# I seriously messed up - now how to remove exterior paint from interior plaster?



## bob_cntrctr (Jan 30, 2008)

Gentlemen,

The room is blue with words right now. I have so f'd myself.

In high humidity/damp areas, I sometimes use Hardi Board with the 'flat' (no grid) side turned out for the wall cover. Then a skim coat of drywall compound to smooth it out.

Well, I got sloppy, tired, not paying attention, whatever, and it was shortly after I had finished painting the wall that I realized... I had grabbed a can of EXTERIOR paint. Crap - so now I've got this wall of exterior paint on my interior wall. You'd think I would'a noticed the smell - too long days.

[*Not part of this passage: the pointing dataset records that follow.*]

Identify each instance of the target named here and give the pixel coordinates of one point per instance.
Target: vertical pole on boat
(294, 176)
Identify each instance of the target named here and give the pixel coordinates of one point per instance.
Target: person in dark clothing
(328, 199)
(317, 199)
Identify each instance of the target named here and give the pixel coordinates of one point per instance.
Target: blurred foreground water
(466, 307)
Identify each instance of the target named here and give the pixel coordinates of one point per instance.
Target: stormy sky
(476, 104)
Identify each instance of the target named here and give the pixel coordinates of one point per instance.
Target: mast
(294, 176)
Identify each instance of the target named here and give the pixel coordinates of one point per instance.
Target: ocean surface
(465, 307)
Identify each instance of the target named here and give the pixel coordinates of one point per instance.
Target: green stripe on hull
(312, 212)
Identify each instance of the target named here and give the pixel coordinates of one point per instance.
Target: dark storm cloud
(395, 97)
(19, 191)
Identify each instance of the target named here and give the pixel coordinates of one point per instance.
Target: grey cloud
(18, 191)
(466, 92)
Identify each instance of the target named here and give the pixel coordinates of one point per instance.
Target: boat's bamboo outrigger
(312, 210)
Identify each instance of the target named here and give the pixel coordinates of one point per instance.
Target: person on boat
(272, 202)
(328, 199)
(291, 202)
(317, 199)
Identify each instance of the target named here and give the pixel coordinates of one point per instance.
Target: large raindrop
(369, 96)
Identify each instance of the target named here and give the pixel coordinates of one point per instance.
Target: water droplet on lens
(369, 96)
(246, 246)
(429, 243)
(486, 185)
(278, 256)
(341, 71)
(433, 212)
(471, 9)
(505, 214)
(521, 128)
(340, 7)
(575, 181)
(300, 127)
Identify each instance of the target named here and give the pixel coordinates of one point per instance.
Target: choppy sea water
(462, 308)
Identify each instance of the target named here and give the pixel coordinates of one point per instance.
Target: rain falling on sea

So - I'm working on the theory that all the theory I've read and heard about never ever use exterior paint indoors is true. That the resin and fungicide will outgas vapours for ages that are harmful in enclosed spaces. Which means it's gotta come off. 

In the morning it'll be ~10 hours old - no light - probably not too cured yet. 

Anyone got any slick tricks for stripping it off without destroying my wall?

OR - any convincing enough arguments that everything I;ve ever learned about exterior paints is pure fantasy and I should just leave it on?

And this project was going so well.

Thanks.


----------



## davidanbess (Apr 2, 2007)

I would just leave it,forget the b's about vapors.It will not affect the h/owner in any way.

Regards David


----------



## griz (Nov 26, 2009)

Let it dry real well & encapsulate it with a KILZ type product.


----------



## bob_cntrctr (Jan 30, 2008)

Well, if David's right, then Griz's suggestion would make doubly sure. But can all the many websites warning about fungicide volatiles be so totally wrong?


----------



## genecarp (Mar 16, 2008)

Griz got it, do it, don't worry, GMOD


----------



## davy crockett (Dec 19, 2007)

Acetone,Goof-off, or chemical stripper,,,,,,then you won't have to worry,,,you'll be comatose,,,,,chill,,,,,prime with a good acrylic primer sealer and apply 2-3 coats good acrylic satin and rest assured that you definitly have the real deal on wall tough. Hardi,+1"of film,,bring on the crayons


----------



## bob_cntrctr (Jan 30, 2008)

I'm feeling better already.


----------



## Steve Richards (Mar 7, 2006)

Yup..relax.

seal it

no big deal...


----------



## Schmidt & Co (Jun 2, 2008)

All good replies so far. Contact your paint rep, or get a MSDS sheet if it makes you feel better......


----------



## Steve Richards (Mar 7, 2006)

I will suggest too that in the future, even if you're in a hurry, you take the time to look at your paint label.

You were lucky this time.

But what if you'd accidentally grabbed a can of Behr? 

Then none of us would have been able to help you!


----------



## ED_Painting (Oct 6, 2009)

I would just prime over with a blocker and that is not going to allow any vapors to come out. In exterior painting the paint needs to cure for about 30 days, I don't know how long will take for it to cure inside so that it doesn't release any more vapors. Any way if you seal it you can put any kind of paint over it.

Good Luck!


----------